Friday, October 06, 2006 - Posts

Web Page Data Retrieval

I've been asked about the tool I used to gather the Terra Nova data in the previous post.

Basically, it uses the Internet Explorer object model to automate an instance of IE6.  I wrote a series of primitives to do things like navigate to a page; wait until page-loading has finished; enter data into a field; click a link; retrieve a value from the page and so on.  There were about 15 such primitive functions in all.  It was then fairly straightforward to write a scripting language to enable me (or other users) to extract data from sites without resorting to programming.  I also added a scheduler to allow scripts to run on a regular basis and update files overnight with data from various pharms, oil and energy sources.

The whole thing took a couple of days to write, and since it fetches data, it is called FIDO, meaning FIDO Is Data Oriented.  There is a very old tradition, sadly largely in abeyance, that when one writes a useful tool of which one is proud, it gets a self-referential or recursive acronym.  It contributed nicely to my end of year review last year.

The question I was particularly asked was how to specify what particular data to get from a page.  There are three tricks I use to do this, depending on the page:

  1. If this is always the only, first, third or nth instance of a given style or class on a page, I build an XML object containing the page HTML and parse accordingly.
  2. If the data always appears in the same place on a page (useful in EIA tabular pages) I use IE's ability to export to Excel and retrieve the relevant cell location.  This is great if it works, but useless if the page varies.
  3. If the page varies, and there might be an uncertain number of similarly formatted page elements, but the field always follows another field with a certain value (eg a title label) I use method one, but am able to retrieve all such elements.

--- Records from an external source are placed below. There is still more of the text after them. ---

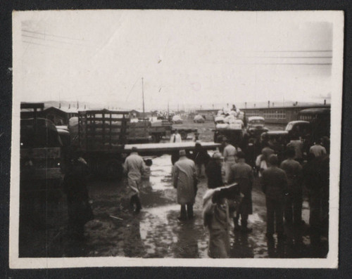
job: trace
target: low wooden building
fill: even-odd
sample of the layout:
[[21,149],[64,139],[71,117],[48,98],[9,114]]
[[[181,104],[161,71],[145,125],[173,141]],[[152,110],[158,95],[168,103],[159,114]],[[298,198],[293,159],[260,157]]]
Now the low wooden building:
[[291,121],[298,120],[298,112],[306,108],[329,108],[330,105],[296,105],[289,107],[241,108],[248,118],[251,116],[261,116],[266,123],[286,124]]

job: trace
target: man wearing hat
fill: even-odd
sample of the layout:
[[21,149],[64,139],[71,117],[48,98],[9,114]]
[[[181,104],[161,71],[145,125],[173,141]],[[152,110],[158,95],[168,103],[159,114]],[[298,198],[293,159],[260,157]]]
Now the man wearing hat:
[[125,161],[125,171],[127,174],[128,186],[132,190],[130,204],[132,206],[135,205],[135,213],[139,213],[142,209],[139,188],[142,183],[142,175],[145,167],[144,161],[137,152],[137,148],[132,147],[131,154]]
[[194,162],[186,157],[185,150],[180,150],[180,159],[175,163],[173,172],[173,186],[177,189],[177,202],[181,205],[180,220],[193,218],[193,205],[196,193],[196,181]]
[[231,167],[229,183],[237,182],[244,197],[237,216],[234,218],[234,228],[239,228],[238,221],[241,215],[241,231],[243,233],[251,233],[252,229],[247,228],[247,223],[248,215],[252,214],[252,186],[254,176],[251,167],[246,164],[246,155],[242,151],[239,151],[237,156],[237,163]]
[[222,182],[222,174],[221,173],[221,164],[222,162],[221,153],[215,153],[206,167],[206,174],[208,177],[208,188],[214,189],[224,186]]
[[225,160],[225,182],[227,182],[229,181],[231,166],[236,163],[236,154],[237,153],[237,150],[234,145],[229,143],[227,138],[222,138],[222,141],[225,143],[223,152]]
[[284,238],[284,205],[287,193],[287,178],[284,170],[277,167],[277,156],[272,154],[268,159],[268,168],[263,171],[261,184],[266,197],[267,233],[272,239],[274,218],[277,238]]

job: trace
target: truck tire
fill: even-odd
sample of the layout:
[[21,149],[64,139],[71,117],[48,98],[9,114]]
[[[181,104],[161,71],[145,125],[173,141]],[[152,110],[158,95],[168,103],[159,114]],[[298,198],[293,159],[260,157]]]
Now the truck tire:
[[183,140],[185,140],[187,138],[187,133],[185,132],[184,131],[182,131],[181,133],[180,133],[180,134],[181,135],[181,138],[183,139]]
[[111,159],[106,161],[104,165],[104,176],[108,179],[120,180],[122,178],[123,167],[121,162]]
[[157,134],[153,134],[151,135],[151,142],[152,143],[160,143],[160,136]]

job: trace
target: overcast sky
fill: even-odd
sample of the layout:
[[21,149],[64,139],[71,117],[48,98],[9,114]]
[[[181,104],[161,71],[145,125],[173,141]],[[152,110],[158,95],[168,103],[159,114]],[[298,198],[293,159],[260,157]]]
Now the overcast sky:
[[20,13],[23,101],[146,109],[227,103],[322,103],[333,25],[312,13],[100,11]]

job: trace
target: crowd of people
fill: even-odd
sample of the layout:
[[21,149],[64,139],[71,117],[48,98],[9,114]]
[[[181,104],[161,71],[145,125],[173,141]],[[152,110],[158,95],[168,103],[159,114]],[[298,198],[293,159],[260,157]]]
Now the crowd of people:
[[[303,225],[303,191],[308,193],[309,200],[311,242],[318,244],[320,235],[327,235],[329,160],[322,142],[310,147],[303,160],[303,145],[294,139],[287,144],[282,162],[275,150],[265,145],[253,167],[246,163],[246,154],[224,138],[222,153],[215,153],[206,169],[209,190],[203,197],[204,219],[210,231],[210,257],[228,257],[230,219],[235,231],[252,231],[247,225],[248,216],[252,213],[251,190],[256,174],[265,195],[268,240],[273,239],[275,233],[279,240],[284,240],[284,224],[288,228]],[[220,195],[224,186],[234,183],[237,188],[232,194]]]
[[[252,232],[248,219],[253,213],[252,189],[256,176],[259,176],[265,196],[268,239],[272,239],[276,233],[279,240],[284,240],[284,224],[303,225],[303,193],[308,193],[309,198],[309,225],[315,236],[312,241],[319,242],[320,235],[327,234],[329,154],[320,141],[310,147],[308,154],[303,156],[301,143],[291,141],[281,162],[275,151],[265,145],[254,167],[246,162],[248,156],[245,153],[226,138],[223,138],[222,152],[218,150],[211,157],[199,141],[192,153],[182,150],[173,154],[172,185],[180,205],[178,219],[181,221],[194,218],[197,185],[204,169],[208,189],[203,197],[203,221],[209,231],[210,257],[229,257],[231,227],[242,233]],[[143,180],[149,180],[151,164],[151,160],[146,161],[138,155],[135,147],[125,162],[130,205],[135,214],[142,209],[139,190]],[[77,238],[83,238],[84,223],[93,219],[85,184],[86,169],[87,162],[75,158],[64,179],[69,229]]]

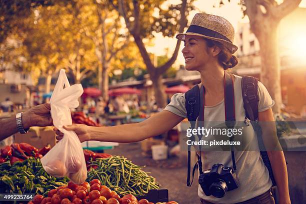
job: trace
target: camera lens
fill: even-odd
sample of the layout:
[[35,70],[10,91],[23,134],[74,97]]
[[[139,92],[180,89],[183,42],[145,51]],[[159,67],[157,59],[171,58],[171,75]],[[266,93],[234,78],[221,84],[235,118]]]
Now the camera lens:
[[224,180],[220,180],[212,184],[210,190],[216,198],[222,198],[225,196],[228,190],[228,186]]

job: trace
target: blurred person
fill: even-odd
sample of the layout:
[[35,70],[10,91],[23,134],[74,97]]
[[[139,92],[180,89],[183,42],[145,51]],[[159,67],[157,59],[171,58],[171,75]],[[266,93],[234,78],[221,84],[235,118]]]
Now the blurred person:
[[[184,42],[184,47],[182,52],[185,58],[185,68],[188,70],[196,70],[200,73],[201,83],[198,86],[202,90],[204,88],[205,91],[200,96],[204,102],[203,106],[205,111],[202,114],[206,122],[225,121],[226,76],[227,79],[230,78],[230,80],[227,82],[232,84],[235,93],[240,93],[233,96],[236,118],[237,121],[243,122],[246,118],[242,94],[242,78],[226,71],[238,64],[237,58],[232,55],[238,49],[232,43],[234,36],[234,27],[230,22],[222,17],[206,13],[196,14],[186,32],[176,36],[177,38]],[[264,134],[262,138],[264,138],[264,142],[278,140],[272,109],[274,101],[262,83],[258,82],[258,86],[259,122],[272,122],[266,123],[273,126],[272,130],[262,126]],[[74,131],[82,142],[91,140],[136,142],[164,134],[186,118],[186,103],[184,94],[176,94],[164,110],[139,123],[110,127],[72,124],[64,128]],[[57,139],[61,140],[63,134],[56,128],[54,130],[58,135]],[[256,139],[256,134],[253,128],[249,128],[246,131],[247,134],[244,136]],[[201,204],[274,204],[270,192],[272,182],[260,156],[257,140],[255,140],[256,142],[254,142],[258,150],[234,150],[237,166],[236,173],[240,181],[239,186],[226,192],[222,197],[217,198],[206,196],[199,185],[198,194]],[[290,204],[288,177],[284,152],[282,150],[267,150],[267,153],[278,187],[279,203]],[[214,164],[223,164],[230,166],[232,162],[231,154],[228,151],[206,151],[204,154],[197,151],[196,154],[198,158],[201,158],[198,161],[200,160],[204,164],[202,170],[210,168]],[[225,187],[222,188],[218,189],[225,189]]]
[[9,98],[6,98],[6,100],[1,102],[1,108],[4,112],[12,112],[14,110],[14,103],[10,101]]
[[[30,127],[52,126],[50,104],[42,104],[10,118],[0,120],[0,140],[19,132],[25,134]],[[4,128],[5,127],[5,128]]]

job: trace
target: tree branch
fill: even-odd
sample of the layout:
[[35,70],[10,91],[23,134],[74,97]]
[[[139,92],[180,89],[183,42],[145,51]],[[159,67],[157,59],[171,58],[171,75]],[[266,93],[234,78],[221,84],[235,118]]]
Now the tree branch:
[[298,6],[302,0],[284,0],[275,9],[276,17],[280,20]]
[[[184,31],[184,28],[187,26],[187,18],[186,18],[186,6],[187,4],[187,0],[182,0],[182,8],[180,10],[180,26],[178,30],[178,32],[182,33]],[[178,50],[180,50],[180,40],[178,40],[174,51],[171,58],[164,64],[158,67],[158,72],[160,74],[162,74],[165,72],[173,64],[178,54]]]

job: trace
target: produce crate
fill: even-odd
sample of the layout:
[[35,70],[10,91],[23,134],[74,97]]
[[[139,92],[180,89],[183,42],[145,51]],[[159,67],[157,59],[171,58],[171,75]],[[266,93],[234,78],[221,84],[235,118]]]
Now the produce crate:
[[149,190],[146,195],[137,196],[136,198],[138,200],[141,199],[146,199],[149,202],[154,202],[154,204],[158,202],[162,202],[169,201],[168,189],[152,189]]

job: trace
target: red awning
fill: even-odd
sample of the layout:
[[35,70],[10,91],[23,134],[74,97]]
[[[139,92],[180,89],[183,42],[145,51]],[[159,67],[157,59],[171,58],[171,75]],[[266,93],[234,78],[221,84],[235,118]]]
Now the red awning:
[[165,92],[167,94],[184,93],[190,88],[186,86],[178,85],[166,88]]
[[116,88],[108,90],[108,95],[110,96],[116,96],[123,94],[140,94],[141,90],[136,88],[132,88],[128,87]]

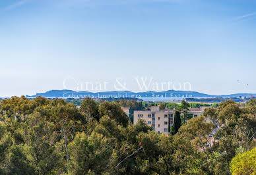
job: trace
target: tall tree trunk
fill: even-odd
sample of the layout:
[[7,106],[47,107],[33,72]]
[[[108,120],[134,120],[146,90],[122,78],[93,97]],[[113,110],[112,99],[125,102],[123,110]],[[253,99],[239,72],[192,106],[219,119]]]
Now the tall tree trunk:
[[65,148],[66,149],[66,153],[67,153],[67,164],[69,164],[69,152],[67,151],[67,138],[66,138],[66,134],[65,132],[64,121],[63,121],[62,130],[63,130],[63,132]]

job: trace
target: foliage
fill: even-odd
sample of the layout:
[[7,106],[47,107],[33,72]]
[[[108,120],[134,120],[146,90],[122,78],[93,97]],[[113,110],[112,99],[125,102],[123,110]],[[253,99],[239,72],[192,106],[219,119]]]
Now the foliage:
[[185,114],[189,106],[205,104],[162,103],[176,109],[170,136],[155,132],[143,120],[133,124],[120,107],[129,107],[131,112],[146,110],[150,103],[146,104],[125,100],[97,103],[86,98],[77,108],[63,99],[42,97],[2,99],[0,174],[255,172],[255,99],[244,106],[226,101],[183,126],[181,113]]
[[234,157],[230,171],[232,174],[256,174],[256,147]]

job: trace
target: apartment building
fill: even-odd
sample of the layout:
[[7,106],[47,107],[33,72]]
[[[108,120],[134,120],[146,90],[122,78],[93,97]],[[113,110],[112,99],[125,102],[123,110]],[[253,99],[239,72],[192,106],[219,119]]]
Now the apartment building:
[[[139,119],[146,121],[153,129],[158,133],[169,134],[170,128],[172,126],[176,110],[160,111],[158,107],[151,107],[150,111],[135,111],[133,113],[133,122],[137,123]],[[190,109],[188,111],[191,117],[201,116],[203,114],[205,107],[200,109]]]
[[121,109],[127,114],[128,116],[130,114],[130,108],[129,107],[121,107]]

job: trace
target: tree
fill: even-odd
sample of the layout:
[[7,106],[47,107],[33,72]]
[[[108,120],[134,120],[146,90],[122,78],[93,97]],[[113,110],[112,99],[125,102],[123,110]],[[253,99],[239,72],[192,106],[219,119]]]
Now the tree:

Almost everything can be done with a mixture of these approaches.

The highlighting I discussed is done with a five-line piece of javascript which colours the relevant fields in bright blue.  I wrote it as the client-side component of a server-side search routine for our Broadvision servers.  That's Broadvision, the horrible application server with terrible documentation that is so opaque that being able to use it is at once very well-remunerated but barely worth it.